Ursprünglich wollte die Stadtpolizei Zürich im Herbst mit dem Versuch starten, ihre Angestellten mit Körper-Kameras auszurüsten. Hintergrund ist die zunehmende Gewalt gegenüber Polizisten. Die an der Uniform befestigten Kameras sollen Angriffe verhindern oder zumindest dokumentieren, um die Täter zur Rechenschaft zu ziehen.

Dieser Versuch wird nun aber verschoben, wie Polizeisprecher Marco Cortesi eine Meldung der SRF-Sendung "Schweiz Aktuell" vom Montag bestätigte. Es habe sich herausgestellt, dass es bezüglich Datenschutz etwas komplizierter werde. "Bevor wir mit dem Projekt starten, muss zuerst die rechtliche Grundlage bestehen." Einen neuen Projektstart nennt die Polizei nicht.
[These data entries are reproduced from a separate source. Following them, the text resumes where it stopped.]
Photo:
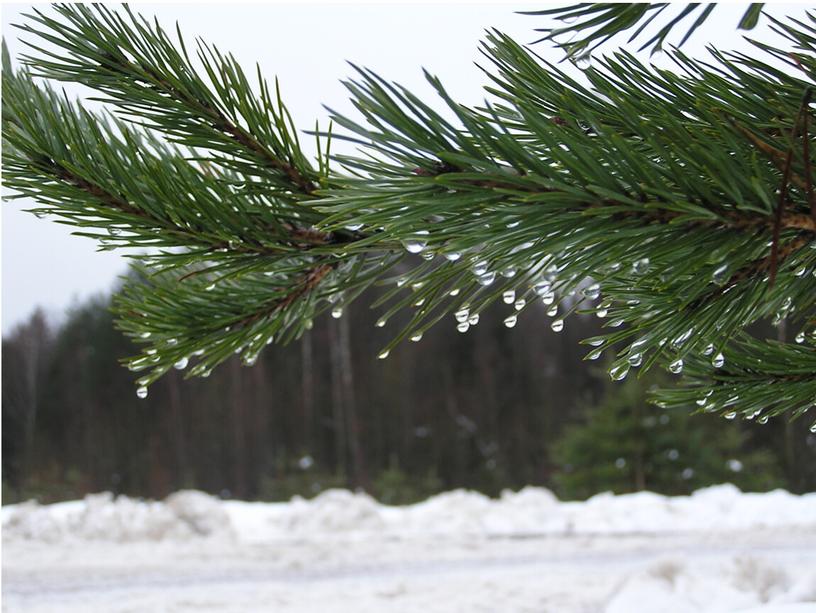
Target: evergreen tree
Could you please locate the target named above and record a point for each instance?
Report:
(678, 205)
(625, 445)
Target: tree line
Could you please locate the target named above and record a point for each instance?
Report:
(487, 409)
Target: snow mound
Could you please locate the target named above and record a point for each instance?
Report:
(104, 517)
(531, 511)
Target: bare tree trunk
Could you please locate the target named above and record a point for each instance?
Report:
(338, 412)
(307, 390)
(360, 476)
(238, 433)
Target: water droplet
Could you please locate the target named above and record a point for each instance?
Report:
(542, 288)
(641, 266)
(487, 278)
(462, 315)
(593, 291)
(619, 372)
(417, 243)
(479, 268)
(720, 275)
(680, 340)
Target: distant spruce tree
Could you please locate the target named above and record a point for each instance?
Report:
(678, 205)
(625, 444)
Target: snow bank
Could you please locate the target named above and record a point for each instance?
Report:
(529, 512)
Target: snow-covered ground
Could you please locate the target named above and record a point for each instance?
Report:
(717, 550)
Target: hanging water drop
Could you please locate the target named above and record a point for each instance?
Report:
(593, 291)
(619, 372)
(417, 243)
(720, 275)
(542, 288)
(641, 266)
(487, 278)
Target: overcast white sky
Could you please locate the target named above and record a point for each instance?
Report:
(306, 45)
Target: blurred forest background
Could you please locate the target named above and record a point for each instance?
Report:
(490, 409)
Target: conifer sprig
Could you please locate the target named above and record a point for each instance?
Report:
(649, 197)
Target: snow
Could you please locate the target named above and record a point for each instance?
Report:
(717, 550)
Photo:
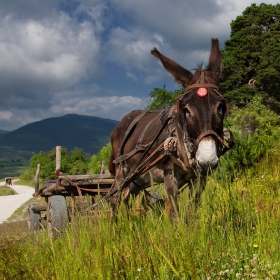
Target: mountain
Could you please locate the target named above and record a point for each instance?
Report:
(69, 131)
(3, 132)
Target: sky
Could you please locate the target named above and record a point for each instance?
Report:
(92, 57)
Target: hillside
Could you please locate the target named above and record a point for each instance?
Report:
(3, 132)
(69, 131)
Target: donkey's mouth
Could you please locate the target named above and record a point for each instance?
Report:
(206, 156)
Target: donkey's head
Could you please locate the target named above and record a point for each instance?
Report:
(201, 106)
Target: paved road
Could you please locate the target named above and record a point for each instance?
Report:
(10, 203)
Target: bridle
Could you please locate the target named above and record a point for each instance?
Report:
(201, 84)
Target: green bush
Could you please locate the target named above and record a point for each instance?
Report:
(255, 130)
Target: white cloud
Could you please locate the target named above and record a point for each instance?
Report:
(42, 57)
(112, 107)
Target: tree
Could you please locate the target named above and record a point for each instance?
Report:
(162, 98)
(251, 63)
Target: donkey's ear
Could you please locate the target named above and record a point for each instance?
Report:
(215, 59)
(179, 74)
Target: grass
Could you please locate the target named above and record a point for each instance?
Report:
(233, 235)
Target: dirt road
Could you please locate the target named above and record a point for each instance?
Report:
(10, 203)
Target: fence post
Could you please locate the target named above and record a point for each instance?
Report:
(36, 180)
(57, 157)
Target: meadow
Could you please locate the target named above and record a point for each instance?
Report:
(233, 235)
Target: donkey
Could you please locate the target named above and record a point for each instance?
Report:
(176, 145)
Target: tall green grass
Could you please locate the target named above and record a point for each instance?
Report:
(233, 235)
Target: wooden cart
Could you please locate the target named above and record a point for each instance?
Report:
(56, 211)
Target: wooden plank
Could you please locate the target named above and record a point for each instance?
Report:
(87, 177)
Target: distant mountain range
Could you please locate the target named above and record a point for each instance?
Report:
(69, 131)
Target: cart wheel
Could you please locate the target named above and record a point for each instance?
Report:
(34, 218)
(57, 216)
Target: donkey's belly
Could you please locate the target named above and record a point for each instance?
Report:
(156, 175)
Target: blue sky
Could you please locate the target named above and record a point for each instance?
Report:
(92, 57)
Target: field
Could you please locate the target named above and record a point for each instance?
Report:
(12, 168)
(233, 235)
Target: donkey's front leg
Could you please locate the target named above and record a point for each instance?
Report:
(171, 188)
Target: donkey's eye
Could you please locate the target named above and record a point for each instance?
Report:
(187, 113)
(221, 109)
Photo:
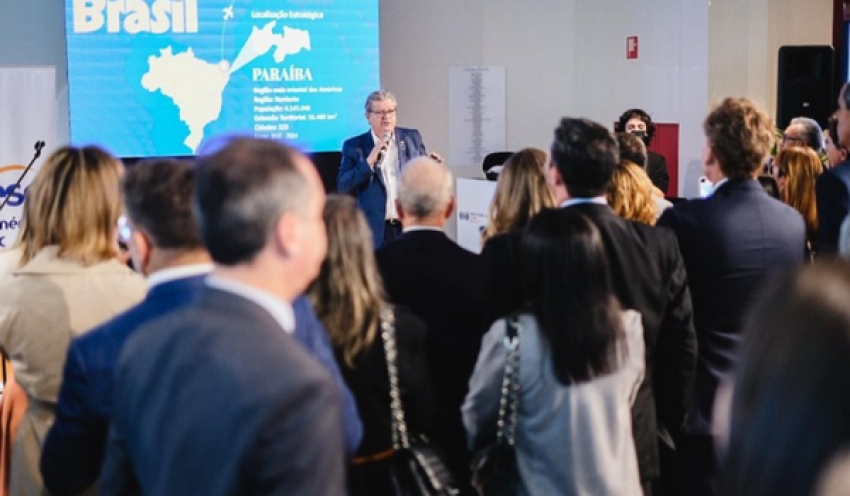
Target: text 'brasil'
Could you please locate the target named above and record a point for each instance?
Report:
(136, 16)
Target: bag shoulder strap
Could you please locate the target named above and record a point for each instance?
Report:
(509, 398)
(400, 435)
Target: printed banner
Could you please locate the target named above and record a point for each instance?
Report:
(28, 103)
(473, 206)
(160, 77)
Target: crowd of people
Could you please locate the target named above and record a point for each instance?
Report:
(274, 339)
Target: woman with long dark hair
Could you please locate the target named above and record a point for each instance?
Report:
(581, 362)
(350, 301)
(790, 404)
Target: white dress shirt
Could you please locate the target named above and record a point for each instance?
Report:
(389, 172)
(280, 310)
(173, 273)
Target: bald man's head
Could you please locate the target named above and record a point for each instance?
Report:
(425, 188)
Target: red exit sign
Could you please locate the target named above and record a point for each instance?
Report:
(631, 47)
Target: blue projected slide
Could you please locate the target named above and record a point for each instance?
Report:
(157, 77)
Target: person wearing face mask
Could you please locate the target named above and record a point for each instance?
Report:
(639, 123)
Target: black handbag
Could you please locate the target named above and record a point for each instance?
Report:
(417, 467)
(494, 467)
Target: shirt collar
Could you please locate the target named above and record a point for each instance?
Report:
(598, 200)
(280, 310)
(422, 228)
(173, 273)
(377, 139)
(718, 184)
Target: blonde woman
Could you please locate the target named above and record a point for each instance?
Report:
(521, 193)
(796, 170)
(630, 194)
(68, 282)
(348, 296)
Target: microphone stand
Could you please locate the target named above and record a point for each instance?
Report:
(38, 146)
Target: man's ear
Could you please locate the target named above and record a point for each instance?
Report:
(450, 208)
(710, 156)
(140, 246)
(286, 233)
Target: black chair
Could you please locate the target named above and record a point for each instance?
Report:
(492, 160)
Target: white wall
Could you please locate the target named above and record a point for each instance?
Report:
(32, 32)
(669, 79)
(745, 41)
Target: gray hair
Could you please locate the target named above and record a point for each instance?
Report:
(812, 132)
(378, 96)
(425, 187)
(241, 191)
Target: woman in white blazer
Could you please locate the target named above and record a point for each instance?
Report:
(69, 281)
(581, 362)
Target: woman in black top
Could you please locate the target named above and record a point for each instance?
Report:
(348, 296)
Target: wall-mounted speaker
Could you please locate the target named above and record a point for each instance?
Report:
(805, 84)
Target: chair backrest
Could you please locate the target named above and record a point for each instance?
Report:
(492, 160)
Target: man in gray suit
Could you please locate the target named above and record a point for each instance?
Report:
(218, 398)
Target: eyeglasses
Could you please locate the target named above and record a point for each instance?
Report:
(776, 170)
(384, 113)
(792, 139)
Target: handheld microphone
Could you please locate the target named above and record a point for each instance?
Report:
(38, 146)
(383, 150)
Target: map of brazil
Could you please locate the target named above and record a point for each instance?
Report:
(164, 78)
(197, 87)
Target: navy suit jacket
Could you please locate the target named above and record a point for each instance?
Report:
(216, 399)
(358, 179)
(731, 242)
(74, 448)
(442, 284)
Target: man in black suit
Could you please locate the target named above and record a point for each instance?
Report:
(442, 284)
(639, 123)
(218, 398)
(648, 275)
(731, 242)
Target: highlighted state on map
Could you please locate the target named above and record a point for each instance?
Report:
(196, 87)
(262, 40)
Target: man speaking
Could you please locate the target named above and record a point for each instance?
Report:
(371, 164)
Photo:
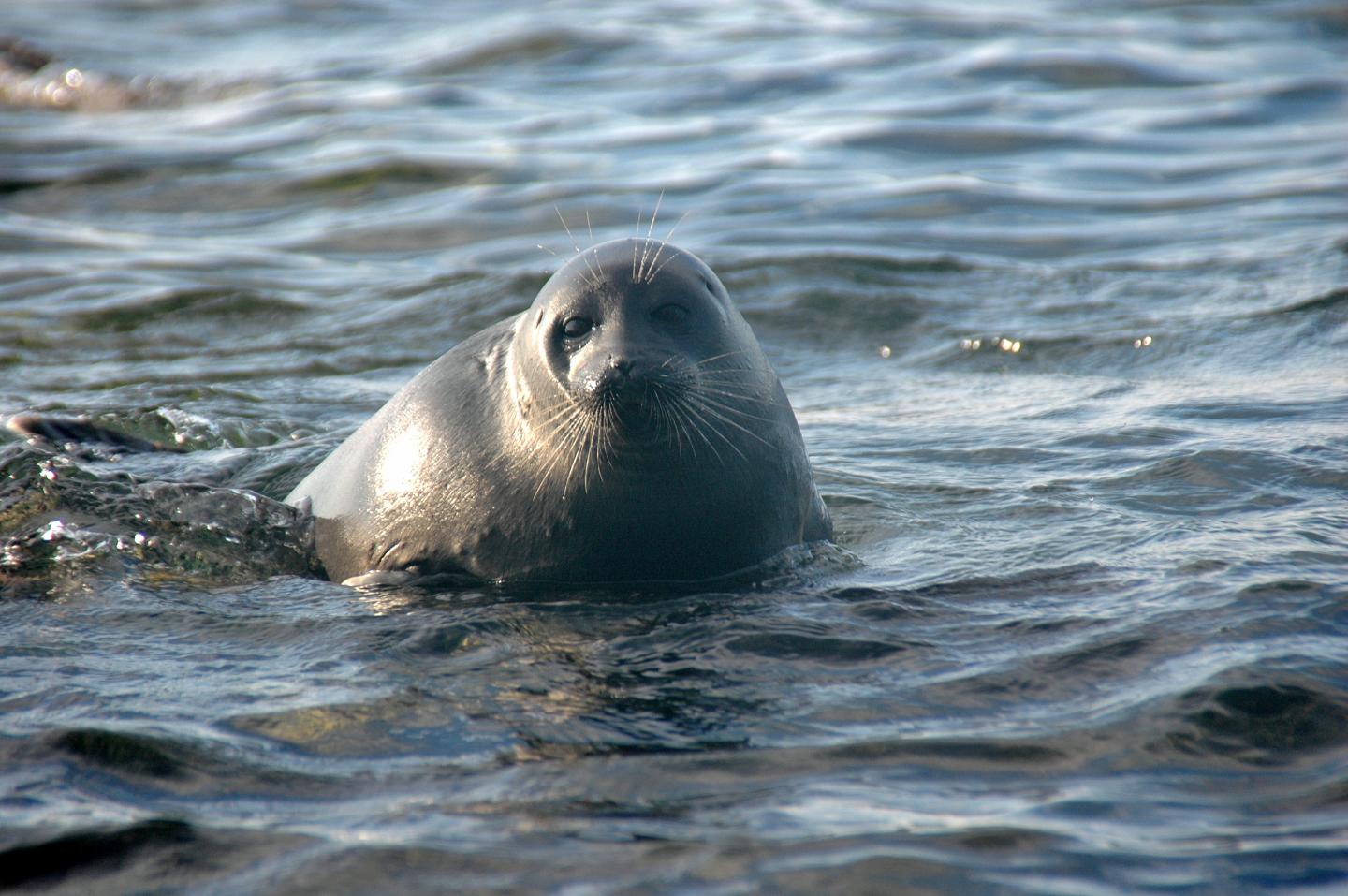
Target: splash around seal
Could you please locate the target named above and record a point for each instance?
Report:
(625, 427)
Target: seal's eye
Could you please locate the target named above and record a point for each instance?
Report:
(576, 328)
(670, 313)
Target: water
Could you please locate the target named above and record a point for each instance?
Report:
(1057, 290)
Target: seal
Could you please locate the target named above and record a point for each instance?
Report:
(625, 429)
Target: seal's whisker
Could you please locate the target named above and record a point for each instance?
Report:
(665, 242)
(557, 441)
(650, 232)
(593, 278)
(702, 425)
(731, 408)
(705, 404)
(717, 358)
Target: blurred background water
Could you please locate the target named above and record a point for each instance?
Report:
(1059, 291)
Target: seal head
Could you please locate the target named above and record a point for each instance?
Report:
(625, 427)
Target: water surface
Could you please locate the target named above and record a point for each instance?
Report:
(1059, 291)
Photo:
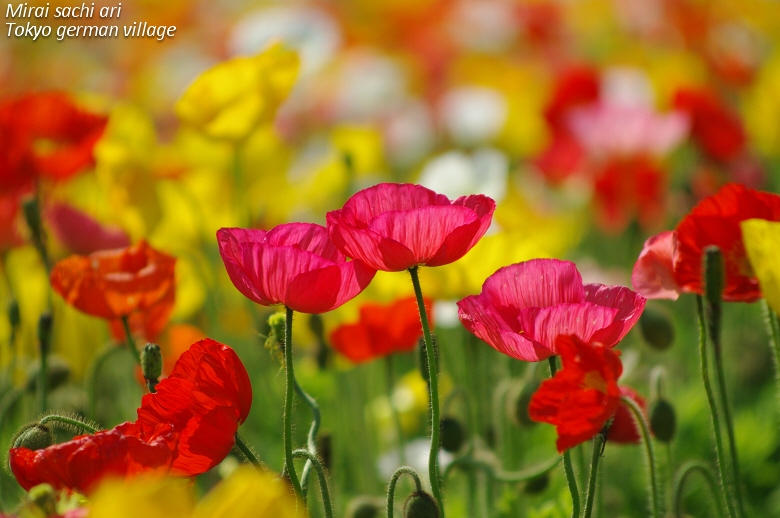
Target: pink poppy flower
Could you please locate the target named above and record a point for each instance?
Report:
(294, 264)
(393, 227)
(523, 308)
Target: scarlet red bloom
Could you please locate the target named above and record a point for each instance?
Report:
(523, 308)
(393, 227)
(714, 221)
(81, 463)
(381, 330)
(206, 397)
(115, 283)
(45, 134)
(294, 264)
(583, 395)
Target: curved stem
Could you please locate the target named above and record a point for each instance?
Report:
(645, 431)
(403, 470)
(684, 472)
(433, 384)
(312, 459)
(248, 453)
(129, 340)
(288, 400)
(571, 480)
(714, 414)
(598, 444)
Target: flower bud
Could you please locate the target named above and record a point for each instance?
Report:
(657, 328)
(421, 505)
(453, 434)
(663, 421)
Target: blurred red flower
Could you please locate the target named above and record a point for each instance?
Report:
(393, 227)
(382, 330)
(81, 463)
(714, 221)
(294, 264)
(523, 308)
(45, 134)
(583, 395)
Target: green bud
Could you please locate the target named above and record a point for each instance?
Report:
(657, 328)
(421, 505)
(365, 507)
(151, 362)
(714, 275)
(663, 421)
(453, 434)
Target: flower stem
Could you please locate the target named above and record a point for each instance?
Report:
(684, 472)
(567, 467)
(715, 415)
(433, 384)
(645, 431)
(312, 459)
(288, 400)
(129, 339)
(598, 445)
(404, 470)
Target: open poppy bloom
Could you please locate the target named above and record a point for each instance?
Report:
(583, 395)
(381, 330)
(523, 308)
(186, 428)
(671, 263)
(393, 227)
(294, 264)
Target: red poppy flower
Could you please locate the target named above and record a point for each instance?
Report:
(523, 308)
(206, 397)
(45, 134)
(624, 429)
(115, 283)
(716, 129)
(393, 227)
(583, 395)
(294, 264)
(81, 463)
(381, 330)
(714, 221)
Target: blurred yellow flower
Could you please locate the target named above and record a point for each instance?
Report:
(244, 494)
(232, 98)
(762, 243)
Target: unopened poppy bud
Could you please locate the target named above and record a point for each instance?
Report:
(151, 362)
(663, 421)
(365, 507)
(657, 328)
(714, 274)
(421, 505)
(44, 498)
(453, 434)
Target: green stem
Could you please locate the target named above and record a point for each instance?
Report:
(403, 470)
(571, 480)
(433, 384)
(129, 339)
(248, 453)
(312, 458)
(684, 472)
(598, 443)
(288, 400)
(714, 414)
(639, 417)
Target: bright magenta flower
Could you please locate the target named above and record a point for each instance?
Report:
(523, 308)
(294, 264)
(393, 227)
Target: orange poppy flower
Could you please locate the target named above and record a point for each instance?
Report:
(116, 283)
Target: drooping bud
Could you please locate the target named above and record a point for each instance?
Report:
(421, 505)
(657, 328)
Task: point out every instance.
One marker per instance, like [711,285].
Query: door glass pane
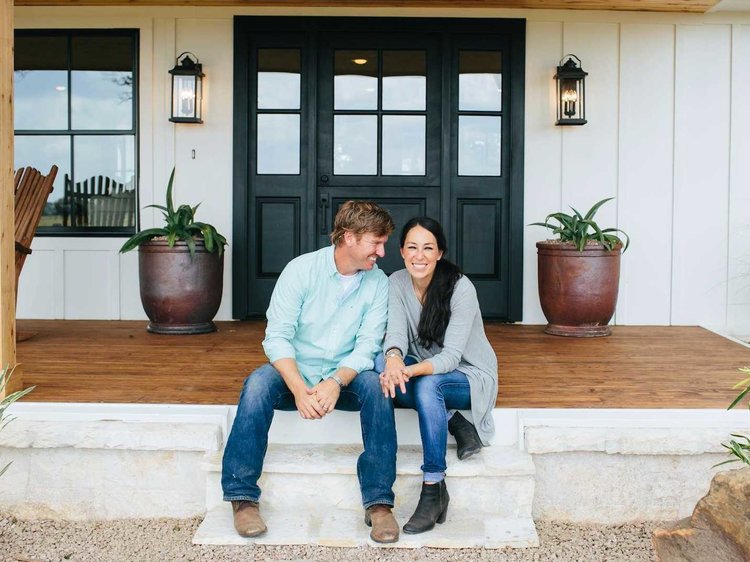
[404,80]
[278,143]
[355,82]
[42,152]
[102,83]
[41,83]
[355,145]
[480,81]
[403,145]
[278,79]
[479,141]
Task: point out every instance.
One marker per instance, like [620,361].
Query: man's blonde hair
[360,217]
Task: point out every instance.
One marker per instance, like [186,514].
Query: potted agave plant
[181,270]
[579,273]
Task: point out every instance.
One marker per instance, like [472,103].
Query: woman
[433,316]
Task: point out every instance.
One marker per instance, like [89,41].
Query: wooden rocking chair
[32,191]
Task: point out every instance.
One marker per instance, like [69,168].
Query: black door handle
[323,203]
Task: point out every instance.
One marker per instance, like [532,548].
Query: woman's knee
[427,390]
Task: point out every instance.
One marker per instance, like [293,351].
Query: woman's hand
[395,374]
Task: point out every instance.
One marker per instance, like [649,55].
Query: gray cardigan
[465,348]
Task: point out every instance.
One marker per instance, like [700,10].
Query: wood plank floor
[637,367]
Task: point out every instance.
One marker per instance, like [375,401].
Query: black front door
[417,115]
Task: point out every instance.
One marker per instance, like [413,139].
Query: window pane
[41,99]
[479,145]
[404,80]
[278,144]
[355,145]
[41,82]
[355,82]
[42,152]
[480,81]
[403,145]
[278,79]
[102,82]
[104,190]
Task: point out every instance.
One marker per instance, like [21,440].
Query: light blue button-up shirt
[312,321]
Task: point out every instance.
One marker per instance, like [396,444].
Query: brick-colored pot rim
[556,247]
[180,246]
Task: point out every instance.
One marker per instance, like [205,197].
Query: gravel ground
[162,540]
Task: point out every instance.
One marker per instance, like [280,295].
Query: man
[326,322]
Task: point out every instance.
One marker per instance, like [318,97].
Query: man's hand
[308,405]
[327,393]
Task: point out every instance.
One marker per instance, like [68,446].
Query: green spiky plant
[739,448]
[180,225]
[581,229]
[5,374]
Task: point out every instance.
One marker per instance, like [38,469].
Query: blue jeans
[432,396]
[265,391]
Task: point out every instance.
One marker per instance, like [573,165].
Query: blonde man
[326,322]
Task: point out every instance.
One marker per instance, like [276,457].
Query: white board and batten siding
[668,136]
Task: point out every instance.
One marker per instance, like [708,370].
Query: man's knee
[368,389]
[261,384]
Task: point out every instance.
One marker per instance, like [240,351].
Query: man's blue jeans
[265,391]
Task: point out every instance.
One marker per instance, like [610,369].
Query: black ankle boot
[432,508]
[467,438]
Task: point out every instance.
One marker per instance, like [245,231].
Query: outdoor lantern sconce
[571,92]
[187,89]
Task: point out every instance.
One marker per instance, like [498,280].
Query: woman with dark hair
[437,360]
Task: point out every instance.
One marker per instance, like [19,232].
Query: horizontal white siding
[668,135]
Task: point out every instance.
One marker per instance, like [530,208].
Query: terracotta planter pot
[180,294]
[578,290]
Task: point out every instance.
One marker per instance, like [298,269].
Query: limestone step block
[346,528]
[497,482]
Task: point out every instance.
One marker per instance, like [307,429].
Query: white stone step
[310,495]
[346,528]
[497,482]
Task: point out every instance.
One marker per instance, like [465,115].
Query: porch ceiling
[694,6]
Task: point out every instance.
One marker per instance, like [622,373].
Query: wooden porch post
[7,220]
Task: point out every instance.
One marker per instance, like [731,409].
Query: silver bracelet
[394,352]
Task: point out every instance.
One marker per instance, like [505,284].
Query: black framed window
[76,101]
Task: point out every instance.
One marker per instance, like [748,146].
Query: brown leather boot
[247,519]
[384,526]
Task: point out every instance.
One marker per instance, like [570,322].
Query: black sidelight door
[422,116]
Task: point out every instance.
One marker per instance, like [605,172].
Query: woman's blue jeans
[265,391]
[432,396]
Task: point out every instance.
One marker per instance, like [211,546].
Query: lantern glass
[185,104]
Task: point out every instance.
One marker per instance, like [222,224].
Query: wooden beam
[7,196]
[692,6]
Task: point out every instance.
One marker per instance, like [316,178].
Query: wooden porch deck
[638,367]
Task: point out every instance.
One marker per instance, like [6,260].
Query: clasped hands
[396,374]
[320,400]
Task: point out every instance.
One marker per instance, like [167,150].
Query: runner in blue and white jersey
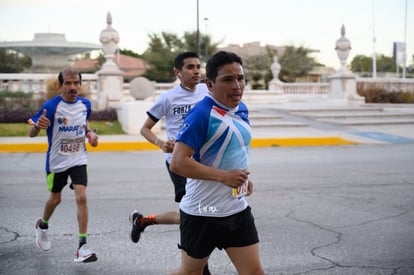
[212,151]
[65,119]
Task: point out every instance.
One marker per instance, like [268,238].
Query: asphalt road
[319,210]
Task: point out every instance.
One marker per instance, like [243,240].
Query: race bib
[241,190]
[70,146]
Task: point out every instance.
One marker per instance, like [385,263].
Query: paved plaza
[319,210]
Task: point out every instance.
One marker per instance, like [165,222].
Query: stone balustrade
[37,83]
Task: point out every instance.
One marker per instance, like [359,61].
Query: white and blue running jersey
[66,133]
[220,138]
[173,105]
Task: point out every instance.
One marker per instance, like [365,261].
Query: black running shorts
[201,235]
[77,174]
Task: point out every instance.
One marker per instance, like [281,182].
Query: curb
[146,146]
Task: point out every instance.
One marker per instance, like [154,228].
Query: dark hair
[218,60]
[179,60]
[68,71]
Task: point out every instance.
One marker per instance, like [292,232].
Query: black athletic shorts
[201,235]
[77,174]
[179,183]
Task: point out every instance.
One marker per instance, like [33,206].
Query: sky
[314,24]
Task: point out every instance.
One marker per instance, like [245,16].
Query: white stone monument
[133,113]
[110,80]
[343,81]
[275,85]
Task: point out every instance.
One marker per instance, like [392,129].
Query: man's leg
[246,259]
[190,265]
[82,205]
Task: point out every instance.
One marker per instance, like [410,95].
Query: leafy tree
[295,63]
[256,69]
[13,62]
[362,63]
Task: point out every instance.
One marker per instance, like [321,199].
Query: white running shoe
[85,255]
[42,240]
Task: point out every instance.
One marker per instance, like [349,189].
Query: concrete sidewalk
[262,137]
[294,127]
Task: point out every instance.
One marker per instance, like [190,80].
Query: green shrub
[375,94]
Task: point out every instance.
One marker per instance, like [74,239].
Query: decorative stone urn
[110,76]
[343,47]
[275,84]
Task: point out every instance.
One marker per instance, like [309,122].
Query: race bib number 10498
[241,190]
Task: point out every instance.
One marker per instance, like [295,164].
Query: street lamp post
[206,40]
[198,31]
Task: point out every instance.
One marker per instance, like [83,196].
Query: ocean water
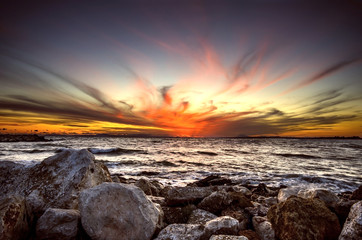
[335,164]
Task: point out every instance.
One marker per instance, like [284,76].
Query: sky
[182,68]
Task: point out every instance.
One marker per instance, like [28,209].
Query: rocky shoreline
[72,196]
[22,138]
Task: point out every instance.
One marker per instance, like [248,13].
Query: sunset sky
[182,68]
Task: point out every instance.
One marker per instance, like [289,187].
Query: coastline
[206,209]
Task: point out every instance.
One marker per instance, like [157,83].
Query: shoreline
[71,185]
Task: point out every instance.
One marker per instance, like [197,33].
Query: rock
[199,216]
[148,187]
[257,210]
[217,201]
[211,180]
[329,198]
[158,200]
[227,237]
[178,214]
[352,229]
[239,214]
[57,180]
[251,235]
[58,224]
[357,194]
[342,209]
[263,228]
[261,189]
[182,232]
[222,225]
[185,195]
[299,218]
[118,211]
[284,193]
[13,218]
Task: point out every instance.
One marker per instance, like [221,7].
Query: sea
[335,164]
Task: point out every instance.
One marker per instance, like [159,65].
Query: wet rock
[299,218]
[158,200]
[211,180]
[178,214]
[58,180]
[263,228]
[342,209]
[357,194]
[148,187]
[185,195]
[182,232]
[251,235]
[118,211]
[58,224]
[284,193]
[227,237]
[257,210]
[261,189]
[13,218]
[239,214]
[328,197]
[222,225]
[352,229]
[199,216]
[218,201]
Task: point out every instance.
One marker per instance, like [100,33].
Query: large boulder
[199,216]
[182,232]
[118,211]
[185,195]
[58,224]
[263,228]
[352,229]
[357,194]
[328,197]
[178,214]
[285,193]
[222,225]
[307,219]
[218,201]
[57,181]
[13,218]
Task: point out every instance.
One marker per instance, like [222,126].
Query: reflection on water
[336,164]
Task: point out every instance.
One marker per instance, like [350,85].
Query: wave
[207,153]
[115,151]
[295,155]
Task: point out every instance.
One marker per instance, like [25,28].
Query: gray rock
[199,216]
[182,232]
[285,193]
[328,197]
[56,181]
[228,237]
[178,214]
[118,211]
[58,224]
[13,218]
[222,225]
[352,229]
[263,228]
[185,195]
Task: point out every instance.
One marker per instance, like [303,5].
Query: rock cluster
[72,196]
Rüschlikon sistiert Projekt

Bereits einen Schritt weiter war die Zürichsee-Gemeinde Rüschlikon. Dort wurden bereits im vergangenen Jahr zwei Kameras angeschafft. Die beiden Polizisten müssen die Geräte inzwischen aber wieder in der Schublade lassen. Das Projekt wurde sistiert - ebenfalls wegen des Datenschutzes. Es wird allenfalls weitergeführt, wenn die Rechtslage genügend geklärt ist.

Häufig benutzt wurden die Kameras aber ohnehin nicht, wie es bei der Gemeinde auf Anfrage der Nachrichtenagentur sda hiess. Einzig bei einem Fall von häuslicher Gewalt wurden sie vorsichtshalber mitgenommen, aber nicht eingeschaltet.

Aargau prüft ebenfalls Kameras

Auch im Kanton Aargau überlegen sich die Behörden den Einsatz von Körper-Kameras. Die Aargauer Regierung teilte erst vergangene Woche mit, dass sie den Einsatz solcher Geräte für Spezialeinsätze prüfe.

Den flächendeckenden Einsatz lehnt die Regierung jedoch ab. Die ständige Aufzeichnung mit Body-Cams werde die Hemmschwelle bei der Bevölkerung erhöhen, überhaupt mit der Polizei zu kommunizieren. Zudem würden die Polizisten faktisch pausenlos bei ihrer Arbeit überwacht, was nicht zulässig sei.